CBO and JCT estimate that, in 2018, 14 million more people would be uninsured under the legislation than under current law. Most of that increase would stem from repealing the penalties associated with the individual mandate. Some of those people would choose not to have insurance. Some people chose to be covered by insurance under current law to avoid paying the penalties; some people would forgo insurance in response to higher premiums.
Later, following additional changes to subsidies for insurance purchased in the non-group market and to the Medicaid program, the increase in the number of uninsured people relative to the number insured under current law would rise to 21 million in 2020 and then to 24 million in 2026. The reductions in insurance coverage between 2018 and 2026 would stem in large part from changes in Medicaid enrollment because some states would discontinue their expansion of eligibility; some states that would have expanded eligibility in the future would choose not to do so, and per-enrollee spending in the program would be capped. In 2026, an estimated 52 million people would be uninsured, compared with 28 million who would lack insurance that year under current law.
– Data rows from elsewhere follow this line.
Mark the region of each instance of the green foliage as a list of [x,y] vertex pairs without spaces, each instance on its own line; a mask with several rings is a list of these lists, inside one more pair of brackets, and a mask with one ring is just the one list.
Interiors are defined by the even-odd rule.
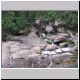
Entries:
[[2,32],[17,35],[20,30],[29,30],[37,17],[53,22],[60,19],[69,29],[78,29],[77,11],[2,11]]

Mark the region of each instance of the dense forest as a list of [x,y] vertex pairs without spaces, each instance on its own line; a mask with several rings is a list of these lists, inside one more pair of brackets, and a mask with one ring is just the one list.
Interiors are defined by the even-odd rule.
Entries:
[[17,35],[25,28],[29,32],[38,17],[53,22],[63,21],[68,29],[78,31],[77,11],[2,11],[2,39],[4,40],[7,34]]

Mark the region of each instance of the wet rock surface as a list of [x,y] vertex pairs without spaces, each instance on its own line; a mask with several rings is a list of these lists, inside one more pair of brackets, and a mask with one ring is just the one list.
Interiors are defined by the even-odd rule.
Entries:
[[76,68],[77,36],[73,37],[73,47],[67,43],[70,38],[67,33],[48,34],[45,38],[34,32],[28,36],[9,37],[2,42],[2,68]]

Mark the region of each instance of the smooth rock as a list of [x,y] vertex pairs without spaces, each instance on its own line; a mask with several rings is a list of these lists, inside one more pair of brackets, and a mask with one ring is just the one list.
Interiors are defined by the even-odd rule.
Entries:
[[47,44],[47,46],[45,47],[44,50],[55,50],[55,49],[58,49],[58,46],[56,46],[55,44]]
[[59,46],[62,48],[62,47],[68,47],[68,43],[67,42],[63,42],[63,43],[60,43]]
[[55,51],[42,51],[42,55],[55,55]]
[[64,36],[60,36],[60,35],[57,35],[54,39],[54,43],[56,43],[56,44],[59,44],[64,41],[66,41],[66,38]]
[[20,50],[20,47],[19,46],[13,46],[13,47],[10,47],[10,53],[16,53],[17,51]]

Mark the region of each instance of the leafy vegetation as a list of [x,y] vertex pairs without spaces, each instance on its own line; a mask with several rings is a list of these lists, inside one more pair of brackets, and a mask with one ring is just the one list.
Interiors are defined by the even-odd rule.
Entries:
[[3,39],[7,34],[17,35],[20,30],[25,28],[28,31],[37,17],[48,21],[59,19],[65,21],[69,29],[74,31],[78,29],[77,11],[2,11]]

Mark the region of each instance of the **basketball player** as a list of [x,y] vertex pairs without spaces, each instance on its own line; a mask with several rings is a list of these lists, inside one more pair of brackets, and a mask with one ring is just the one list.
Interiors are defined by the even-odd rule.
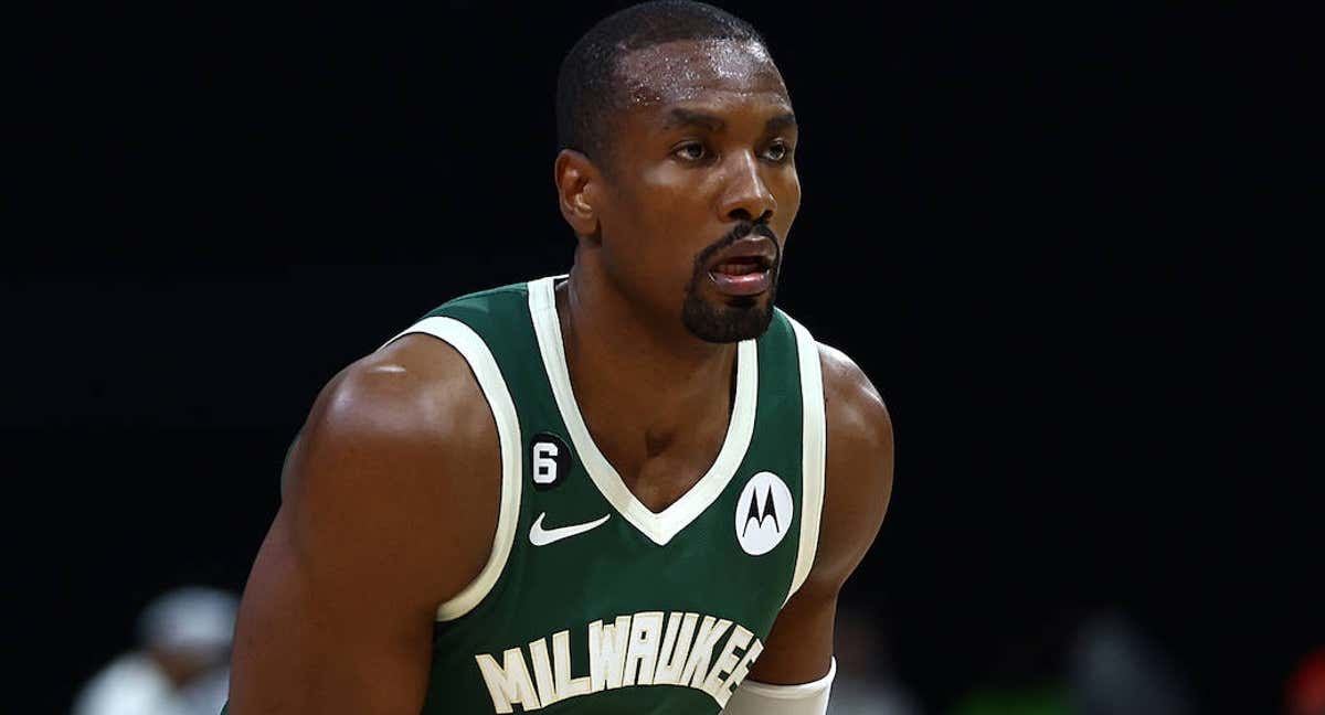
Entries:
[[746,23],[621,11],[558,86],[568,275],[337,375],[240,612],[233,715],[822,715],[892,428],[774,309],[796,120]]

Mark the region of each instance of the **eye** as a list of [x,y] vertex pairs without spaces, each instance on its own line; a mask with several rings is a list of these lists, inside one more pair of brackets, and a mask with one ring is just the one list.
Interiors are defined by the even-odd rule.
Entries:
[[709,150],[704,147],[700,142],[686,142],[680,147],[672,150],[672,155],[681,159],[682,162],[702,162],[709,156]]
[[768,144],[768,148],[763,152],[765,158],[770,162],[786,162],[791,156],[791,147],[786,142],[778,139],[776,142]]

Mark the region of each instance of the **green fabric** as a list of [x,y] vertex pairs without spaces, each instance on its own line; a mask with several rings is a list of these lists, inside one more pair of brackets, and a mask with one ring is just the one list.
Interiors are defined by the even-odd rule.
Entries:
[[[603,638],[591,624],[602,621],[613,626],[619,617],[629,617],[637,633],[623,621],[627,640],[640,640],[645,657],[627,658],[627,669],[637,681],[657,673],[651,661],[668,659],[666,633],[676,624],[685,632],[686,621],[697,630],[706,624],[725,624],[721,638],[708,650],[694,641],[690,653],[709,653],[694,662],[698,675],[689,682],[702,685],[705,671],[717,670],[718,687],[727,692],[735,687],[730,675],[738,661],[753,662],[768,636],[791,585],[800,535],[802,493],[802,405],[800,375],[795,335],[787,316],[775,312],[768,331],[758,346],[758,403],[754,436],[731,481],[721,495],[666,546],[659,546],[624,519],[599,493],[584,470],[574,442],[562,421],[545,372],[538,339],[529,311],[529,286],[505,286],[457,298],[431,311],[427,316],[448,316],[474,330],[486,343],[500,367],[519,420],[523,482],[515,540],[498,581],[488,596],[469,613],[449,622],[439,622],[433,634],[433,662],[424,715],[525,712],[539,710],[551,715],[701,715],[721,710],[718,696],[698,687],[681,685],[620,683],[611,677],[600,691],[564,699],[556,698],[558,641],[567,653],[570,671],[563,681],[591,675],[590,637]],[[558,436],[571,452],[571,467],[564,481],[549,490],[534,489],[530,459],[531,440],[539,433]],[[767,553],[751,556],[738,544],[735,518],[742,490],[753,475],[771,471],[787,485],[794,503],[791,526]],[[758,504],[755,506],[758,507]],[[534,547],[529,532],[541,514],[547,514],[547,527],[580,524],[606,514],[611,518],[599,528],[545,547]],[[689,616],[684,616],[689,614]],[[652,630],[641,624],[651,624]],[[750,640],[738,638],[738,626]],[[741,632],[742,636],[746,633]],[[661,653],[643,647],[649,637],[661,638]],[[676,637],[673,641],[682,641]],[[737,641],[731,644],[730,641]],[[629,646],[627,646],[629,650]],[[682,653],[681,647],[674,649]],[[537,654],[542,661],[542,682]],[[731,658],[719,663],[726,653]],[[673,653],[674,655],[674,653]],[[502,675],[525,669],[533,685],[530,703],[513,702],[490,692],[480,661],[490,658],[492,667]],[[606,655],[599,662],[608,662]],[[620,658],[615,662],[620,663]],[[633,666],[629,663],[633,662]],[[722,667],[726,665],[726,667]],[[509,669],[506,666],[510,666]],[[737,667],[737,670],[742,670]],[[610,669],[606,671],[610,675]],[[729,682],[730,679],[730,682]],[[510,682],[517,682],[514,678]],[[592,683],[590,683],[592,685]],[[500,690],[500,689],[498,689]],[[518,694],[518,689],[517,694]],[[542,700],[550,700],[543,703]],[[224,715],[225,711],[223,711]]]
[[[590,675],[590,624],[613,624],[619,616],[661,612],[694,613],[739,624],[762,641],[787,596],[800,534],[800,383],[795,336],[780,312],[758,340],[759,389],[754,437],[741,466],[718,499],[666,546],[653,543],[621,518],[582,467],[579,454],[556,408],[527,307],[525,285],[465,297],[432,311],[464,322],[492,350],[519,414],[525,442],[525,481],[515,543],[493,591],[470,613],[436,628],[433,666],[424,712],[501,712],[489,694],[477,657],[506,663],[515,654],[535,678],[533,650],[546,644],[555,659],[553,634],[567,632],[570,675]],[[571,448],[571,471],[547,491],[533,489],[529,445],[550,432]],[[735,538],[738,499],[757,473],[772,471],[790,487],[796,514],[792,526],[768,553],[750,556]],[[539,514],[555,524],[612,518],[600,528],[534,547],[527,534]],[[682,618],[678,617],[684,622]],[[731,626],[729,630],[734,630]],[[641,634],[643,636],[643,634]],[[717,641],[717,662],[727,636]],[[754,642],[751,641],[751,646]],[[702,649],[701,649],[702,650]],[[746,649],[734,650],[742,655]],[[660,659],[665,655],[660,655]],[[514,662],[514,661],[513,661]],[[712,665],[710,665],[712,669]],[[551,689],[555,690],[555,689]],[[511,704],[511,711],[535,710]],[[549,714],[685,714],[718,712],[710,694],[676,685],[606,689],[539,708]]]

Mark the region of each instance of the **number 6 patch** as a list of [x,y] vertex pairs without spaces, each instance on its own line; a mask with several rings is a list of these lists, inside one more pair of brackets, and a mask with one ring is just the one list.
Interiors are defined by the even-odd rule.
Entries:
[[571,450],[560,437],[539,432],[529,442],[529,463],[534,489],[546,491],[566,481],[571,471]]

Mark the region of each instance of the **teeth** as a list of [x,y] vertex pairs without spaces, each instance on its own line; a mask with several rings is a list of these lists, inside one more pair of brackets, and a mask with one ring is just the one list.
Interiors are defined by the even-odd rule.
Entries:
[[761,273],[763,271],[763,266],[761,263],[719,263],[716,270],[727,275],[745,275],[747,273]]

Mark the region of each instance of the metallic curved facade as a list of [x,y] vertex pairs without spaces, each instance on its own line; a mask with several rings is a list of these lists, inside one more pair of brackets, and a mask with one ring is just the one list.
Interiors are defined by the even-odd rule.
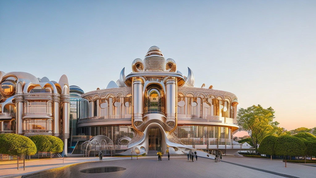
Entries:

About 1/2 of people will be uninsured right away by choosing not to get coverage now that the fee will be gone. The rest will be uninsured due to Medicaid expansion being frozen, age-related premium increases, and funding being reduced over time.
The legislation would tend to increase average premiums in the non-group market before 2020 and lower average premiums after that, relative to projections under current law. In 2018 and 2019, according to CBO and JCT’s estimates, average premiums for single policyholders in the non-group market would be 15 percent to 20 percent higher than under current law, mainly because the individual mandate penalties would be eliminated, inducing fewer comparatively healthy people to sign up.
Although average premiums would increase prior to 2020 and decrease starting in 2020, CBO and JCT estimate that changes in premiums relative to those under current law would differ significantly for people of different ages because of a change in age-rating rules. Under the legislation, insurers would be allowed to charge five times more for older enrollees than younger ones rather than three times more as under current law, substantially reducing premiums for young adults and substantially raising premiums for older people.
In Summary: Sick and older Americans will see higher premiums; young healthy people may see lower premiums if they buy health insurance at all.